Trotz der inhaltlichen Unterschiede und wegen der festgefahrenen Pattsituation sieht es momentan danach aus, dass sich beide Lager (Pro- und Contra-Netanjahu) eine Regierungsbeteiligung arabischer Parteien durchaus vorstellen können. Tim Aßmann: "Und das hat es in Israels Geschichte bisher noch nicht gibt geben, dass eine Partei der arabischen Bevölkerungsminderheit in einer Koalition saß."
Im Februar 2019 trat Israels Generalstaatsanwalt Avichai Mandelblit vor die Presse und verkündete die Anklageerhebung gegen Netanjahu wegen Bestechlichkeit, Untreue und Betrug. In dem Verfahren, das im Mai 2020 eröffnet wurde, stehen drei Vorwürfe im Fokus: Unter dem Stichwort "Affäre 4000" wird darüber verhandelt, ob der Ministerpräsident dem Telekom-Unternehmen Besek für positive Berichterstattung Millionenbeträge zugeschanzt hat.
In der "Affäre 2000" geht es um die Frage, ob sich Netanjahu eine positive Berichterstattung der meistgelesenen israelischen Tageszeitung "Jediot Ahronot" sicherte, indem er eine gesetzliche Beschränkung für die Verbreitung der Gratis-Zeitung "Israel Hajom" in Aussicht stellte.
Hinter der sogenannten "Affäre 1000" verbirgt sich wiederum der Vorwurf, Netanjahu und seine Familie hätten Zigarren, Champagner und Schmuck im Gegenwert von umgerechnet rund 175.000 Euro von reichen Persönlichkeiten entgegengenommen.
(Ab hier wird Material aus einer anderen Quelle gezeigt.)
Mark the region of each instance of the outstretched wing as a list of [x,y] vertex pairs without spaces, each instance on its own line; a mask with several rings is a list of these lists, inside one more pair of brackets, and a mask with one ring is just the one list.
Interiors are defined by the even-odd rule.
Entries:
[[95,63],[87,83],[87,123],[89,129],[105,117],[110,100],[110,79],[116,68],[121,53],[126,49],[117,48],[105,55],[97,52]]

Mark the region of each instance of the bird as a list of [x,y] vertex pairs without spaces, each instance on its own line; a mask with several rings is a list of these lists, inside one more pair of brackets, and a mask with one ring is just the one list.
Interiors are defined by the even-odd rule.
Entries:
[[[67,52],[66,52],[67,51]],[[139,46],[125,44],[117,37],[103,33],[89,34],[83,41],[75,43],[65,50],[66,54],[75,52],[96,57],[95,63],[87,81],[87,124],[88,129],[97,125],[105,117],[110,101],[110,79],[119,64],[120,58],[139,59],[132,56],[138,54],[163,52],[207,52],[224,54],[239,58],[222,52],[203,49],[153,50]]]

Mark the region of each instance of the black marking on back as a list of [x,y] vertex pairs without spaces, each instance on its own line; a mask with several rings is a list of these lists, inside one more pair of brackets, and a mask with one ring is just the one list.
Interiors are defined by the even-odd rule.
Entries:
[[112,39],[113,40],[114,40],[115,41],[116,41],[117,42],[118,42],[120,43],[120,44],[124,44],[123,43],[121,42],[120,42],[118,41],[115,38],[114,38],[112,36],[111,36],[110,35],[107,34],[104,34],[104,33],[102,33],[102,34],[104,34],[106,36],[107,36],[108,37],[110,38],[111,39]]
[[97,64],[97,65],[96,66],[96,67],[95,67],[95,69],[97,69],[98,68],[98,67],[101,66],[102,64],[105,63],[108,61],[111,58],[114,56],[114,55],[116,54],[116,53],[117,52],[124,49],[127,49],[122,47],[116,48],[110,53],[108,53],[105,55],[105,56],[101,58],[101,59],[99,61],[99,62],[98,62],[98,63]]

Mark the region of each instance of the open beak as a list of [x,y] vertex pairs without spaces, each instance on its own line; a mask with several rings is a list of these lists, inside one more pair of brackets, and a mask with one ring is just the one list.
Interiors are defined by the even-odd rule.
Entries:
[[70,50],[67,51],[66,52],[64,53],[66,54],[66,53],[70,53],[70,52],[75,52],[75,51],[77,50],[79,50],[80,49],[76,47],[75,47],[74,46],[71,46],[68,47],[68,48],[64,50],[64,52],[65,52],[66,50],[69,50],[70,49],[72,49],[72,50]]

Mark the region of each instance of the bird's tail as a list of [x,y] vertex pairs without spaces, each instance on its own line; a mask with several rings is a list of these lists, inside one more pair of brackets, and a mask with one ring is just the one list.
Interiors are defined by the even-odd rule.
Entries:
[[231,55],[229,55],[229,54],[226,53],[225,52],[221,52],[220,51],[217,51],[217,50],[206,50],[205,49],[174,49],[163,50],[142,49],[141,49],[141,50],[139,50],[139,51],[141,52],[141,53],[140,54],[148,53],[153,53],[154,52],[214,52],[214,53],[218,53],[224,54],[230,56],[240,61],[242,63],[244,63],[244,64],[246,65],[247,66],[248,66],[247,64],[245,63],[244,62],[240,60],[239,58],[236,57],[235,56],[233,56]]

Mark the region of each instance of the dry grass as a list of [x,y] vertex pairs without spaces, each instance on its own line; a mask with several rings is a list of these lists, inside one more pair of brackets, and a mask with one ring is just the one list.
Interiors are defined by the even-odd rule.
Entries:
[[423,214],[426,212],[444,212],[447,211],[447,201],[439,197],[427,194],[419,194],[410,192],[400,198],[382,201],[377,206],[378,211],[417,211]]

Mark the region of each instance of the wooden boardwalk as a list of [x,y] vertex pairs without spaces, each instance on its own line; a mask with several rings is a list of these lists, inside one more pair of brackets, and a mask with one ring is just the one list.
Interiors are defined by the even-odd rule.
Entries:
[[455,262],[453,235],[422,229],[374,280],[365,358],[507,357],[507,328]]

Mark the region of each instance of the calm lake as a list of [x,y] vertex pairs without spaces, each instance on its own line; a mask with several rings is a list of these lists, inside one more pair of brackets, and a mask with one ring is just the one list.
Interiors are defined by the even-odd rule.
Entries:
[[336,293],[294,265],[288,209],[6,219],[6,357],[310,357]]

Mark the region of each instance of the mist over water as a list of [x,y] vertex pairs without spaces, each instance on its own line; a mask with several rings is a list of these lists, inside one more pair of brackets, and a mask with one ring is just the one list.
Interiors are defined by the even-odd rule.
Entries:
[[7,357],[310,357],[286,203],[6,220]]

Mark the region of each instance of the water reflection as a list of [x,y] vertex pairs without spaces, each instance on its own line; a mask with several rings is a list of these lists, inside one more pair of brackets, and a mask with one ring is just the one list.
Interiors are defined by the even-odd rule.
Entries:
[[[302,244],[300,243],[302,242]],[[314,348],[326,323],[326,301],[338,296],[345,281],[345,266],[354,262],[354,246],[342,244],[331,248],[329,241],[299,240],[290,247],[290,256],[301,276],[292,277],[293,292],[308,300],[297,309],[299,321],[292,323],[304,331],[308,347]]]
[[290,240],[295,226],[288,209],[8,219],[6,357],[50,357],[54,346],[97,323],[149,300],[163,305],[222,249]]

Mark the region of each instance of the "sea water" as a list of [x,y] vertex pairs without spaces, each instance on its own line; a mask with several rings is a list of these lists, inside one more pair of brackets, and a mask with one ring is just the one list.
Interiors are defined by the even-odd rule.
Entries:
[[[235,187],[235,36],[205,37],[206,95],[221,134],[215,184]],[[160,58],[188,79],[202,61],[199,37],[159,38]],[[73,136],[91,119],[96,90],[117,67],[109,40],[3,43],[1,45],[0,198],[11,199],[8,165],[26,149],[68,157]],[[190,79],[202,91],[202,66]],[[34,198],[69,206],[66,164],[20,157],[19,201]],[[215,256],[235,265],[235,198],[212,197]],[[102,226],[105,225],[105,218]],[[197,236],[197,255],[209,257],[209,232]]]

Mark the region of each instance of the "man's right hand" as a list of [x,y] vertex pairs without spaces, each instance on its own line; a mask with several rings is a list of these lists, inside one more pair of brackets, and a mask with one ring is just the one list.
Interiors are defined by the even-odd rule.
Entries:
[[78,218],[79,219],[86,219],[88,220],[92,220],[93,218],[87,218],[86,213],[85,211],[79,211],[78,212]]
Netanjahu streitet alle Vorwürfe ab, die Staatsanwaltschaft stützt ihre Anklage auf mehr als 300 Zeugenaussagen.
Benjamin Netanjahu ist der erste israelische Ministerpräsident, der im Amt angeklagt wurde. In Israel genießt der Regierungschef keine juristische Immunität, er muss während eines laufenden Prozesses aber auch nicht zurücktreten.
Quellen: Deutschlandfunk, Tim Aßmann, AFP, jma, cp
*In einer früheren Version war das Zitat einer falschen Partei zugeordnet. Wir haben das korrigiert.